Other projects in the works: giant nets, dropped from helicopters to trap speedboat smugglers. Electromagnetic sensors fitted into airborne drones to sniff out illegal tunnels. Shipping crates that send Mayday signals to federal agents if they're diverted from their intended destination, perhaps by smugglers or terrorists.

Some of these concepts will never make it past the lab. A plan to fry the electronics of fleeing cars with microwave beams generated excitement among Ms. Duong's team -- until someone pointed out the beams might fry nearby pacemakers, too.

"If we inadvertently cause someone to have a heart attack, that's a showstopper right there," Ms. Duong says, a tinge of regret in her voice.

Another disappointment: a new generation of sensors to detect motion, sound and vibration. They didn't work well in the snow and ice on the northern border.

They did fine in the Southwestern desert, however, so scientists there began sprinkling the sensor grid with alfalfa and rabbit chow to lure animals and record their movements. Eventually, they hope to program the sensors to distinguish between a deer and a drug smuggler.

The aggressive push for new technologies unnerves some law-enforcement veterans.

Don Reay, executive director of the Texas Border Sheriff's Coalition, still remembers a contraption he was persuaded to try years ago to stop speeding cars. It involved embedding steel posts under key roads. The posts were supposed to pop up at the press of a button, blocking a getaway. But the timing was often off. On occasion, the posts hit the undercarriage of a passing car. "We paid tort claims on that," Mr. Reay says. His first question about any razzle-dazzle device? "What kind of liability are we going to face?"

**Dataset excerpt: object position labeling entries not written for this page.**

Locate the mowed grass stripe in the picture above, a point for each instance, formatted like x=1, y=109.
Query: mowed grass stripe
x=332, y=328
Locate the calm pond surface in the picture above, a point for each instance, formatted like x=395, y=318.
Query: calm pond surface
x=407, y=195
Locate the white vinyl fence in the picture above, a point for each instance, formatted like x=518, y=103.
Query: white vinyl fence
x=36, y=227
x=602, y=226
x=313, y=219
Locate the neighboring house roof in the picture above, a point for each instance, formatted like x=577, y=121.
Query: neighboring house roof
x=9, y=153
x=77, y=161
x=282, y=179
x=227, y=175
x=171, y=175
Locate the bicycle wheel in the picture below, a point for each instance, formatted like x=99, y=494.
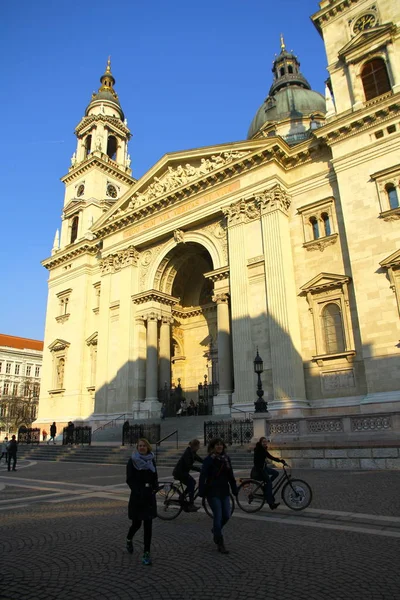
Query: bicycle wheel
x=251, y=495
x=169, y=504
x=296, y=494
x=208, y=510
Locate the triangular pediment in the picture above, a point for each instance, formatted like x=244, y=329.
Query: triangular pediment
x=391, y=261
x=176, y=174
x=365, y=39
x=58, y=344
x=325, y=280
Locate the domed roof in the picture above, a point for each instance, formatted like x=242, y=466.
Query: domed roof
x=291, y=101
x=106, y=92
x=290, y=95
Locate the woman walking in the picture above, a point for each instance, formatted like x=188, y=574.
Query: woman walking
x=216, y=478
x=141, y=476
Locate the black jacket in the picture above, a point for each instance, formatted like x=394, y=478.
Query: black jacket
x=185, y=463
x=260, y=454
x=216, y=477
x=142, y=502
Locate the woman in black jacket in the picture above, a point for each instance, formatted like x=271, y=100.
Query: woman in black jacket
x=264, y=473
x=141, y=476
x=216, y=478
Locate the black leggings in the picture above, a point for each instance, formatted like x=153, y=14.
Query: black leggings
x=148, y=528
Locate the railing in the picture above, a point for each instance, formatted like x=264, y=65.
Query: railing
x=247, y=415
x=77, y=435
x=29, y=436
x=236, y=431
x=110, y=423
x=166, y=438
x=150, y=431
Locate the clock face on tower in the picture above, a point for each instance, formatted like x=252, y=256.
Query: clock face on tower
x=364, y=22
x=111, y=190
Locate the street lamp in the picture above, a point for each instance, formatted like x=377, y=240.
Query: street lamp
x=259, y=405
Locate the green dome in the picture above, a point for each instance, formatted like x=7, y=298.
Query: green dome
x=291, y=101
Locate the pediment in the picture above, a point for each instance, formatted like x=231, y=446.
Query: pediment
x=391, y=261
x=325, y=280
x=58, y=344
x=175, y=173
x=365, y=39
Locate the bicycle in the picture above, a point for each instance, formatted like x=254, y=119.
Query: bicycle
x=172, y=500
x=295, y=493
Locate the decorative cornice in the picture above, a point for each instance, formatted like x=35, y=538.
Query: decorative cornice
x=115, y=262
x=99, y=160
x=154, y=296
x=241, y=212
x=273, y=199
x=218, y=274
x=69, y=253
x=321, y=243
x=132, y=211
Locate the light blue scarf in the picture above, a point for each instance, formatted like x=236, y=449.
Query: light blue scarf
x=143, y=462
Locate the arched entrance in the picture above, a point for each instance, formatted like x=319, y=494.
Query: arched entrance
x=194, y=319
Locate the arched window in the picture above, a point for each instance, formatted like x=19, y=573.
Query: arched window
x=88, y=145
x=332, y=329
x=327, y=223
x=112, y=147
x=315, y=228
x=392, y=195
x=74, y=229
x=375, y=78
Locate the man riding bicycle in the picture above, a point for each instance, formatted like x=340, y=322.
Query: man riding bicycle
x=182, y=469
x=262, y=472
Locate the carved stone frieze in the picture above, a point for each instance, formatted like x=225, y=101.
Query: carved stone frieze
x=241, y=212
x=115, y=262
x=273, y=199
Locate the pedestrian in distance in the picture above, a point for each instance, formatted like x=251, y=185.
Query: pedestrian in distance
x=216, y=478
x=4, y=451
x=141, y=476
x=182, y=469
x=53, y=433
x=262, y=472
x=12, y=448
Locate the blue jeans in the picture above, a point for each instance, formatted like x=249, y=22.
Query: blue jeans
x=269, y=475
x=221, y=508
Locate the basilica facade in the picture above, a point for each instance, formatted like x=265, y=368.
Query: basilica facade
x=286, y=243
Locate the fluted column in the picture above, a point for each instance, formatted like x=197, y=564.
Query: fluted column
x=287, y=365
x=165, y=352
x=224, y=344
x=238, y=214
x=152, y=357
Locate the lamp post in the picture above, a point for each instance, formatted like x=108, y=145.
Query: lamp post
x=260, y=404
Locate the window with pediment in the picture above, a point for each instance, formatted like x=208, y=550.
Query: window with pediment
x=328, y=300
x=388, y=187
x=319, y=224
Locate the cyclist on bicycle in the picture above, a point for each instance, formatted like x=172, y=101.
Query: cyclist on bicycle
x=182, y=469
x=262, y=472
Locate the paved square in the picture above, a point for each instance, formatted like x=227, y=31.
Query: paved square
x=63, y=529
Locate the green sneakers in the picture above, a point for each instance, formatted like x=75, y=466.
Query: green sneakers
x=146, y=559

Also skeptical: T.J. Bonner, president of the union representing 16,500 Border Patrol agents. While technology can help, "in the final analysis," he says, "it's people who catch people."

Which is where the "puke ray" might come in handy.

Officially, it's a Light Emitting Diode Incapacitator, or LEDI, and no, it doesn't always make its targets vomit. But it does disorient them -- and can cause nausea -- with a strobe light that flashes in a pattern and spectrum the brain simply cannot process.

What's the best way to secure the U.S. border with Mexico?
"It's extremely uncomfortable," says Bob Lieberman, president of Intelligent Optical Systems Inc., the Torrance, Calif., firm that developed the device with grants and advice from Homeland Security.

Resembling a large flashlight, the LEDI works, night or day, at a range of up to 25 feet and is designed to make a belligerent suspect close his eyes just long enough for authorities to get the advantage. It will be field-tested this year by the Los Angeles County Sheriff's Department.

The puke ray and other gizmos-in-development are on display this week at a Homeland Security technology conference in Washington. Science-fiction author Greg Bear is hosting the event. On Monday, he and other writers led a workshop: "Science Fiction in the National Interest."

Ms. Duong says she counts on the futurists to help her team imagine the impossible.

As for Mr. Bear, he draws unexpected inspiration from the feds. He has been to these conferences with Homeland Security before and has seen devices that would work perfectly in his science fiction. "It turns out, the engineers are just as crazy as we are," Mr. Bear says. He plans to take notes.